"Zmieńmy nazwę al. Jana Pawła II". Kogo proponują w zamian?
20 listopada 2020
Po 30 latach od poprzedniej zmiany nazwa jednej z głównych ulic Warszawy znów zaczęła budzić kontrowersje - przynajmniej wśród części mieszkańców.
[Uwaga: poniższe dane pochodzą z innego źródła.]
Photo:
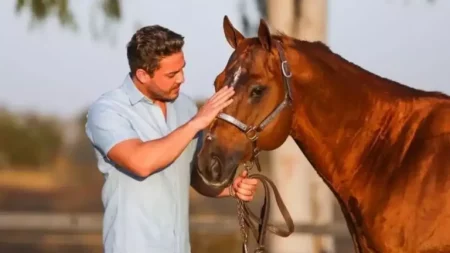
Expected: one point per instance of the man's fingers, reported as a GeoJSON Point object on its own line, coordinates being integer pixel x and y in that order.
{"type": "Point", "coordinates": [245, 185]}
{"type": "Point", "coordinates": [250, 181]}
{"type": "Point", "coordinates": [244, 197]}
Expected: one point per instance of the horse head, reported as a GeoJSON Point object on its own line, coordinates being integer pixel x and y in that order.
{"type": "Point", "coordinates": [260, 117]}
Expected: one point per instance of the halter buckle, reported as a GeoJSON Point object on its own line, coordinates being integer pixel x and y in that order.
{"type": "Point", "coordinates": [285, 68]}
{"type": "Point", "coordinates": [252, 134]}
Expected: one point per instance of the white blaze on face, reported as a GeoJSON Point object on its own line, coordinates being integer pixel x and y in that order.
{"type": "Point", "coordinates": [236, 76]}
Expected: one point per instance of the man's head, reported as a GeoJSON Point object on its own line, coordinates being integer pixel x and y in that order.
{"type": "Point", "coordinates": [156, 61]}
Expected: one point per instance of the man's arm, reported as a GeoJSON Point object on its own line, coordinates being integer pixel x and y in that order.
{"type": "Point", "coordinates": [114, 136]}
{"type": "Point", "coordinates": [145, 158]}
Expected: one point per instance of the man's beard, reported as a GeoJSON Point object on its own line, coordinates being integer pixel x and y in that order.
{"type": "Point", "coordinates": [163, 98]}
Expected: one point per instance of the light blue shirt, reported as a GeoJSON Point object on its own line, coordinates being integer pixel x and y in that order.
{"type": "Point", "coordinates": [148, 215]}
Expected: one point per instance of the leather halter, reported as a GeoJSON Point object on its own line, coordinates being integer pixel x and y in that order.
{"type": "Point", "coordinates": [246, 216]}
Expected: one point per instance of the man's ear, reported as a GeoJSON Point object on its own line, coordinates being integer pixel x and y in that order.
{"type": "Point", "coordinates": [233, 36]}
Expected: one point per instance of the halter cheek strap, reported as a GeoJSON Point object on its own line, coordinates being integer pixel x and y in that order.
{"type": "Point", "coordinates": [246, 217]}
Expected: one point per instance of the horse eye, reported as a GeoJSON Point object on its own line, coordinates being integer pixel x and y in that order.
{"type": "Point", "coordinates": [257, 91]}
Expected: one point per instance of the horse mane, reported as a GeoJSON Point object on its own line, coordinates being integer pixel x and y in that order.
{"type": "Point", "coordinates": [327, 59]}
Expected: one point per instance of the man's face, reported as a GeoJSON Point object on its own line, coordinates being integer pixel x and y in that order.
{"type": "Point", "coordinates": [166, 81]}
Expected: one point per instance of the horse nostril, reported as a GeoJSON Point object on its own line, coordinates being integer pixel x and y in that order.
{"type": "Point", "coordinates": [215, 167]}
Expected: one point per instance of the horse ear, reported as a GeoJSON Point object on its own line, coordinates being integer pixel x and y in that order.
{"type": "Point", "coordinates": [264, 35]}
{"type": "Point", "coordinates": [234, 37]}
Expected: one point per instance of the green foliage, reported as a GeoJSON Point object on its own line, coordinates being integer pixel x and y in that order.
{"type": "Point", "coordinates": [42, 10]}
{"type": "Point", "coordinates": [28, 140]}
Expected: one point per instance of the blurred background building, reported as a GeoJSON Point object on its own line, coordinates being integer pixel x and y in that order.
{"type": "Point", "coordinates": [58, 56]}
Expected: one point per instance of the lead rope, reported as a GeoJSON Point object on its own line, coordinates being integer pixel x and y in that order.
{"type": "Point", "coordinates": [245, 215]}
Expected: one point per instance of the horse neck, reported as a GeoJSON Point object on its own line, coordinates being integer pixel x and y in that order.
{"type": "Point", "coordinates": [340, 118]}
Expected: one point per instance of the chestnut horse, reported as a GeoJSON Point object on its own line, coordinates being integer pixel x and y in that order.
{"type": "Point", "coordinates": [380, 146]}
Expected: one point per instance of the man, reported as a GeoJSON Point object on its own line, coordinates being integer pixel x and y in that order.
{"type": "Point", "coordinates": [145, 134]}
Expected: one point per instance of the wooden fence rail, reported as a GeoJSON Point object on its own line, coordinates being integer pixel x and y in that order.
{"type": "Point", "coordinates": [85, 223]}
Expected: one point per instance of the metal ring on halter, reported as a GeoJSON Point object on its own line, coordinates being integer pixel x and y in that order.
{"type": "Point", "coordinates": [252, 134]}
{"type": "Point", "coordinates": [231, 191]}
{"type": "Point", "coordinates": [285, 69]}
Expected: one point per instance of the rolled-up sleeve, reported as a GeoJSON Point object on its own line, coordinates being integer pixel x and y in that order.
{"type": "Point", "coordinates": [106, 127]}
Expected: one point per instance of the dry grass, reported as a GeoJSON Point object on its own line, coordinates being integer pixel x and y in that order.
{"type": "Point", "coordinates": [30, 180]}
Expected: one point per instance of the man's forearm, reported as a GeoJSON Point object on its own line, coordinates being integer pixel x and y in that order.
{"type": "Point", "coordinates": [154, 155]}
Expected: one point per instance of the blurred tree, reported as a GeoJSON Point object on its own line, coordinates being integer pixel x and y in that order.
{"type": "Point", "coordinates": [250, 28]}
{"type": "Point", "coordinates": [29, 140]}
{"type": "Point", "coordinates": [81, 152]}
{"type": "Point", "coordinates": [41, 10]}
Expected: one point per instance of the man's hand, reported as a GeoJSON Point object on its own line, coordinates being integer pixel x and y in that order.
{"type": "Point", "coordinates": [243, 187]}
{"type": "Point", "coordinates": [213, 106]}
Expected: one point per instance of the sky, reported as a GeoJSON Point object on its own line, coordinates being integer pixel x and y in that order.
{"type": "Point", "coordinates": [51, 70]}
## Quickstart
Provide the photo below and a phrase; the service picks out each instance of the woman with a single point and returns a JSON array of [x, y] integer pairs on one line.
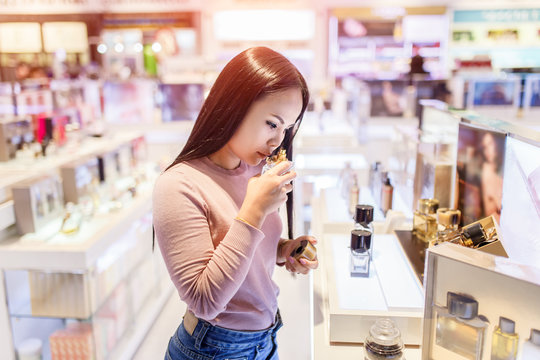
[[216, 219]]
Gdy pod koniec lat 40. komunistyczne władze zaczęły realizować przedwojenne pomysły na tzw. trasę N-S (północ-południe), nowej arterii przecinającej Śródmieście nadano imię Juliana Marchlewskiego (1866-1925). Gdy komunizm upadł, nie było mowy o dalszym utrzymywaniu na mapie Warszawy nazwiska człowieka, który podczas wojny polsko-bolszewickiej stał po stronie wroga. Nowym patronem ruchliwej arterii został papież Jan Paweł II (1920-2005).
Nazwa za życia papieża
Lata życia papieża podajemy nieprzypadkowo. Jak łatwo zauważyć, w momencie nadawania nazwy alei Jan Paweł II miał 70 lat i cieszył się dobrym zdrowiem. Rada gminy Warszawa-Wola złamała wówczas praktykowaną od niepamiętnych czasów zasadę głoszącą, że nie nadaje się ulicom nazw od żyjących osób (precedensem były rozliczne patronaty za życia marszałka Józefa Piłsudskiego, jednak nadawano je w warunkach dyktatury). Nieliczne głosy krytykujące samorząd za praktykowanie "kultu jednostki" zostały przemilczane.
"Korczak za Wojtyłę"
Minęło 30 lat. Jan Paweł II jest w Kościele katolickim uznawany za świętego a nazwa utrwaliła się na tyle, że coraz trudniej znaleźć osoby pamiętające np., że kino Femina działało "na Świerczewskiego róg Marchlewskiego". Mimo to Komitet Zadośćuczynienia za Zbrodnie Kościoła Katolickiego, założony przez grupę działaczy Lewicy Razem, Wiosny i Zielonych, proponuję zmianę nazwy. Powód? Przypadki pedofili, występujące w Kościele katolickim m.in. za pontyfikatu Jana Pawła II. Zdaniem komitetu jedna z głównych ulic Warszawy powinna nosić imię Janusza Korczaka. Czy radni miasta potraktują propozycję poważnie? Powód jej odrzucenia może być banalny i pozwalający uniknąć trudnej dyskusji: ulica Korczaka już istnieje na Woli, pomiędzy Kasprzaka a Szarych Szeregów.